Roma film review: Alfonso Cuarón’s follow-up to Gravity is a meandering, neorealist valentine to the Mexico City

Alfonso Cuarón is that rare thing, a director who has achieved the holy trinity of relevance, critical acclaim and widespread popularity. His last film, Gravity, was a CGI spectacular with a $100m budget. What better way to follow it than with a meandering, neorealist valentine to the Mexico City of his youth?

Roma’s unhurried, ethereal tone is set by a beguiling opening shot, which shows foamy water being mopped across an ornate stone floor as the opening credits roll. The woman doing the mopping is Cleo (Yalitza Aparicio), a housekeeper for a middle class family, and the house she tends to is an imitation of Cuarón’s childhood home, pieced lovingly together from memory and given life by an immersive set designed obsessively down to the last detail. The family comprises four unruly children, their overburdened mother, and a patriarch who is initially heralded as a Godfather-type figure but turns out to be a risible coward (more Fredo than Don Corleone).

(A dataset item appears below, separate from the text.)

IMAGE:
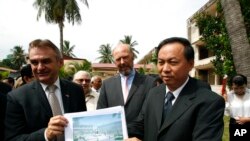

The film is a composite of various narrative threads – Cleo’s unplanned pregnancy by an immature and flighty martial arts enthusiast; the father’s explained but suspiciously prolonged absence; all of which are set against an ambient backdrop of political tumult.

Typically of a Cuarón film, it’s beautifully designed, full of both small intricacies and the long, expansive tracking shots that have become his trademark. Cuarón’s virtuosic talent as a cinematographer is much in evidence – he constructs scenes better than any working director – but what struck me most about Roma was the sound design. Every aural detail is tended to, every minute fragment of urban life given full voice (though it will be available on Netflix, it really should be seen in a cinema). It’s the kind of paean to a city and a time that only a native could make.

The film’s moral centre is a shattering performance from Aparicio, a first time actor from rural Oaxaca who had never visited Mexico City before being cast. She rarely shows outward emotion, instead giving the role incredible expressivity and depth using nothing but her face. Cleo is young and poorly educated, but in Aparicio’s hands she also seems infinitely knowing and jaded beyond her years; a consequence of her social class in a film that has a keen awareness of it.

In another director’s hands, this mix of social commentary and dreamscape reverie might amount to an incoherent mishmash of contradictions. But Cuarón is a master. He seamlessly suffuses the personal with the grand and opaque, producing each in the other and creating something that’s deeply intimate and yet has a vast thematic scope.

Films like this rarely get widespread popular attention, but Roma will be afforded it because of Cuarón’s standing in Hollywood. It fully deserves it too, along with the Foreign Language Oscar it is tipped for.